Al, I'm not questioning that is what you were told but it sounds like a mishmash of information to me. Back in the 70's (and continuing for many years) most of the Taiwan yards were incestuous in sharing designs to avoid paying for design rights, swapping or sharing hull molds, and the pedigree of many Taiwan yachts built during that time was quite cloudy. E.g. I don't know what the terms "1977 Tayana M36 Hull No. 302" is referring to, but it looks suspect to me. Bob Perry's original 37 cutter design was being built by CT as the CT-37 in the early/mid-70's and was later branded as a Tayana, perhaps due to financial arrangements being changed in the Taiwan yards. "M36" might be referring to the Mariner design first built in Japan which was later shifted to Taiwan but wasn't successful and folded after a few years, only to be resurrected again by another yard.
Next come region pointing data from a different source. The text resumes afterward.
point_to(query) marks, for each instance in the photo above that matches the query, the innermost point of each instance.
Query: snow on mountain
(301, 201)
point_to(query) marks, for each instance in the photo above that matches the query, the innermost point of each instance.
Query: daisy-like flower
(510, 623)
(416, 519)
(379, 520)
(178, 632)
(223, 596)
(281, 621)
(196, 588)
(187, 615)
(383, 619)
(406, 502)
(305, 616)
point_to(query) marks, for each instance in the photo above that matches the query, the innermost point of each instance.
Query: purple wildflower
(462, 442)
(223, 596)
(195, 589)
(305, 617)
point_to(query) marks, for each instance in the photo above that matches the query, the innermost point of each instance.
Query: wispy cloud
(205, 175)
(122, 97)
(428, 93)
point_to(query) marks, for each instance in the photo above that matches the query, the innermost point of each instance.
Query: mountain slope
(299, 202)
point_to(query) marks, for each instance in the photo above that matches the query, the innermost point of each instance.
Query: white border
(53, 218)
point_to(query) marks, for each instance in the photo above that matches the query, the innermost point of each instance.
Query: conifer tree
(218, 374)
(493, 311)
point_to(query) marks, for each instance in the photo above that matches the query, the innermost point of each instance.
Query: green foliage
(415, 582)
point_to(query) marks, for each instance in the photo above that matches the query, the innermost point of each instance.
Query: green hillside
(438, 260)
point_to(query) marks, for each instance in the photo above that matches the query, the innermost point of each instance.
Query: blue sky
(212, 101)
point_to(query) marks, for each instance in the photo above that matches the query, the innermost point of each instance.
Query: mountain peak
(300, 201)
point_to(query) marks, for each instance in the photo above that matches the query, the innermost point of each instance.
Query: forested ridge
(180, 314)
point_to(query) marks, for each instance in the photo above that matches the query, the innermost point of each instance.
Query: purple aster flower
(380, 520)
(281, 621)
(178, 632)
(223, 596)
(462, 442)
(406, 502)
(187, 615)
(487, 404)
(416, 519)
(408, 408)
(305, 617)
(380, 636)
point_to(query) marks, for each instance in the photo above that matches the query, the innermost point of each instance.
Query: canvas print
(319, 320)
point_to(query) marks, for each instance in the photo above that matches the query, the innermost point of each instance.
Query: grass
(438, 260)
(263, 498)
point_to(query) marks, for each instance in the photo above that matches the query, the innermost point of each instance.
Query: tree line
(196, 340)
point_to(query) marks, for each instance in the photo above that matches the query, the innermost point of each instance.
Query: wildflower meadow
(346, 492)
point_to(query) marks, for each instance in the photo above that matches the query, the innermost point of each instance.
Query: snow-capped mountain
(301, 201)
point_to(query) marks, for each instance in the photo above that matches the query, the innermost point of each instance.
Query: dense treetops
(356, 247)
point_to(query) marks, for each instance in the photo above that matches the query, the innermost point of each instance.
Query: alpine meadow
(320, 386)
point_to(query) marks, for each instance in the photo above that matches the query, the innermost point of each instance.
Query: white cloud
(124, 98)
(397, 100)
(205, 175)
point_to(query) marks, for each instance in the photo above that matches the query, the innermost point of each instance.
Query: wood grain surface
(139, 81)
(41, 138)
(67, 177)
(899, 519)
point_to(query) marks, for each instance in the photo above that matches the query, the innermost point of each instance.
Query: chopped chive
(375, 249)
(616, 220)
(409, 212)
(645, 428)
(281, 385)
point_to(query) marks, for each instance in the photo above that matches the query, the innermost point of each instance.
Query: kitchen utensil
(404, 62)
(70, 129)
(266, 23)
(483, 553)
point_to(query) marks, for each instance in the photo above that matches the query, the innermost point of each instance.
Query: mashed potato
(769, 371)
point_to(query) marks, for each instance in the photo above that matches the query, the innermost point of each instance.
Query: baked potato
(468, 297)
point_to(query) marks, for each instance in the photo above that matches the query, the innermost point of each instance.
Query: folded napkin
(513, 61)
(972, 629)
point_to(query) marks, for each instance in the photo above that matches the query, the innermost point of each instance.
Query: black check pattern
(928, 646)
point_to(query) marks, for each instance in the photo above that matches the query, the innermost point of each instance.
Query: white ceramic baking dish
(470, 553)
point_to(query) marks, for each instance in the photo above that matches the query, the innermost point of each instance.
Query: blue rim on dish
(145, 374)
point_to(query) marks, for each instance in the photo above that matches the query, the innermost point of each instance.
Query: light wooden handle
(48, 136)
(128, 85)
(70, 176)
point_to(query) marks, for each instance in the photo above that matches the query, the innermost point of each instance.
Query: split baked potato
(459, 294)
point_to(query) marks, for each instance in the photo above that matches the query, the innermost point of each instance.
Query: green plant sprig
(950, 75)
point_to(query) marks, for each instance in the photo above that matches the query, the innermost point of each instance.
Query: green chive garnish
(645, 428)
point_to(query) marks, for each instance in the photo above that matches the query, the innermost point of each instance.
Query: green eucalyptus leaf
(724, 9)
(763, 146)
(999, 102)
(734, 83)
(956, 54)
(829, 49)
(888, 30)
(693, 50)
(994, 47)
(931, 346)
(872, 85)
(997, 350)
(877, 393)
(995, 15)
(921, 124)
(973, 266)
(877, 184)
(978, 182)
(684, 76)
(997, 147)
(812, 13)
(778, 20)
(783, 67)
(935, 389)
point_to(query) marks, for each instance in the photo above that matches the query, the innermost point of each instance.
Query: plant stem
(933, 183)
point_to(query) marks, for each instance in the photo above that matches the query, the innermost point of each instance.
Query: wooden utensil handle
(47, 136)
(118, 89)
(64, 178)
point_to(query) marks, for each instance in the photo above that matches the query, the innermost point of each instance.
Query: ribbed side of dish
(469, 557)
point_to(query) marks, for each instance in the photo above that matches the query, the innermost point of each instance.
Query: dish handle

The point of all this is that, unless you can trace a boat to a specific yard and also have confidence in the yard's build quality being consistent over time - unlikely back then - you don't really know much about a given hull when hearing about sisterships. E.g. the ballast may be lead, or changed to steel punchings in concrete because that's what they could afford at that point...or even sand, as Terry on VALHALLA was describing to me about one Taiwan built boat from that era.
I'm not saying this boat isn't worth considering; perhaps if you did an extensive personal survey of her, you'd know whether contracting with a professional surveyor would be worth the risk. But you probably won't know much about that one boat based on her sisterships.